# Irish: Dul ag imirt sacair



## trubllue325

what does." dul ag imirt sacair mean in english.


----------



## mirandolina

This is the Italian forum, that certainly doesn't look like Italian to me!  Where did you find it?


----------



## trubllue325

a girl said it to me .So it must be french i guess


----------



## mirandolina

Not French either! Try again!  






			
				trubllue325 said:
			
		

> a girl said it to me .So it must be french i guess


----------



## DDT

I'm moving this thread to the "Other Languages" forum

DDT


----------



## Whodunit

It looks like Irish without accents. But I can't translate it.


----------



## utopia

As far as I know it's: GO PLAY SOCCER! (IN iRISH)


----------



## Yernagh

utopia said:
			
		

> As far as I know it's: GO PLAY SOCCER! (IN iRISH)


 

Utopia,

You are almost 100% correct.

It is indeed Irish, but is in the present continuous tense, so it means " ...Going to play soccer".

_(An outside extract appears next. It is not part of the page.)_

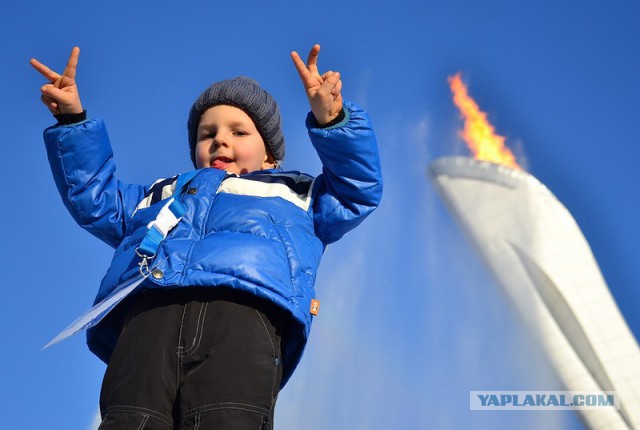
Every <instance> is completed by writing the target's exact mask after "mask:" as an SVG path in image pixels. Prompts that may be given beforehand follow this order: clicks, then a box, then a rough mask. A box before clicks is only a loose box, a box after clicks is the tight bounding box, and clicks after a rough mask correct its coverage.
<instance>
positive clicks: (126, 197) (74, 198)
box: [44, 119, 146, 248]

GO PLAY SOCCER  would be "Téigh ag imirt sacair"

Le gach deá mhéin
With every best wish

Yernagh


----------



## utopia

Bhi me i mo smaoineamh gur mhodh ordaitheach b'ea seo.

Ba chuma loighciuil ata air seo.

le meas,


----------



## JLanguage

Utopia, how the heck do you know that? I didn't think too many people in Israel spoke Irish or any Celtic language for that matter.


----------



## Whodunit

JLanguage said:
			
		

> Utopia, how the heck do you know that? I didn't think too many people in Israel spoke Irish or any Celtic language for that matter.



What about Internet resources or the "right contacts"?


----------



## utopia

Well, You are after all at a language forum!!!
I've been studying Gaeilge for a few years now, and not from the internet, but today I'm using this medium to enrich my vocabulary and read news in this language.

It's heaven and earth - the transformation of the way people can learn languages - before the internet and after it!


----------